Tribune Juive

Pierre Haski doit répondre

Libération vient de révéler que plusieurs dizaines de personnes recensées comme des journalistes tués à Gaza apparaissent également dans les sources du Hamas ou du Jihad islamique comme des membres de leurs organisations armées.

Pour certains, il ne s’agit pas simplement d’une appartenance politique. Des fonctions militaires et même des responsabilités de commandement sont mentionnées.

Cette information concerne directement le décompte de Reporters sans frontières.

Depuis le début de la guerre, RSF recense les journalistes tués à Gaza et diffuse ces chiffres dans le monde entier. Ils sont régulièrement utilisés pour dénoncer le nombre de journalistes tués par Israël.

RSF a déjà reconnu qu’un de ses noms posait problème. Mohammad Jarghoun figurait dans sa liste avant d’en être retiré après vérification de son appartenance au Hamas.

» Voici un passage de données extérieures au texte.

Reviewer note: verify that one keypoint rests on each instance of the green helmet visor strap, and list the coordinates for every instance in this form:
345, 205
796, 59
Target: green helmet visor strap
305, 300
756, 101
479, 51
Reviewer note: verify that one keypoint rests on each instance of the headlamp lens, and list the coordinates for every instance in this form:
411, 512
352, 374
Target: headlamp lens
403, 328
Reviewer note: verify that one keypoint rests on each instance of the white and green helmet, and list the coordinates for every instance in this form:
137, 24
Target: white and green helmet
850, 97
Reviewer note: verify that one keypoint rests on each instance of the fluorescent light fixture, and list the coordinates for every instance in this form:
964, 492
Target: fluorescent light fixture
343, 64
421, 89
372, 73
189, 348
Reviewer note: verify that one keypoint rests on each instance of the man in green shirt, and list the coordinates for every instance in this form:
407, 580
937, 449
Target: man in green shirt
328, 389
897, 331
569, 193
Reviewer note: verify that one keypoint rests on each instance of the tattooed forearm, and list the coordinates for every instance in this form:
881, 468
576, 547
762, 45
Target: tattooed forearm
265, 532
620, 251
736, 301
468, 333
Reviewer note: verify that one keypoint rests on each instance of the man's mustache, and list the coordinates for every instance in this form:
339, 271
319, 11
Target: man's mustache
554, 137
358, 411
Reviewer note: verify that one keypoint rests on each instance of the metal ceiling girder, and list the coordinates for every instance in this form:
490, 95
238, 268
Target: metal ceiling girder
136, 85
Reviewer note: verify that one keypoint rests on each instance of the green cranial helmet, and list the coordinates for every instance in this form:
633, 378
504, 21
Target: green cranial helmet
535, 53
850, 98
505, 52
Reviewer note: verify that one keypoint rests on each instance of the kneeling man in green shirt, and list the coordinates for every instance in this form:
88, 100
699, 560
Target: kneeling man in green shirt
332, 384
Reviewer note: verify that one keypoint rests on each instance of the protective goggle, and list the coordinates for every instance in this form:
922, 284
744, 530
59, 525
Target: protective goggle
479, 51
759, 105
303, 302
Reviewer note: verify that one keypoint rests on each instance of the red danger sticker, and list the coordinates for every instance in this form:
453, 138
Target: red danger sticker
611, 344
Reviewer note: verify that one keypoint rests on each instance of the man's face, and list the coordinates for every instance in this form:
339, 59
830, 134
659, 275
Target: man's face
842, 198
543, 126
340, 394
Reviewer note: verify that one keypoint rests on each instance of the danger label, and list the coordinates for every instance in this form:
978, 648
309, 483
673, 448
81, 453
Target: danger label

Mais l’enquête de Libération porte sur plusieurs dizaines de cas.

Nous demandons donc à RSF de répondre précisément.

Quels sont les noms concernés par l’enquête de Libération ?

Parmi ces personnes, lesquelles RSF maintient-elle dans sa liste des journalistes tués ?

Pour chacune d’elles, quels éléments permettent à RSF de confirmer qu’il s’agissait bien d’un journaliste et non d’un combattant également actif au sein du Hamas ou du Jihad islamique ?

RSF compte-t-elle vérifier l’ensemble de ces cas et publier le résultat de cette vérification ?

Et, surtout, le chiffre actuellement communiqué par RSF sera-t-il corrigé si certains de ces noms correspondent effectivement à des combattants ?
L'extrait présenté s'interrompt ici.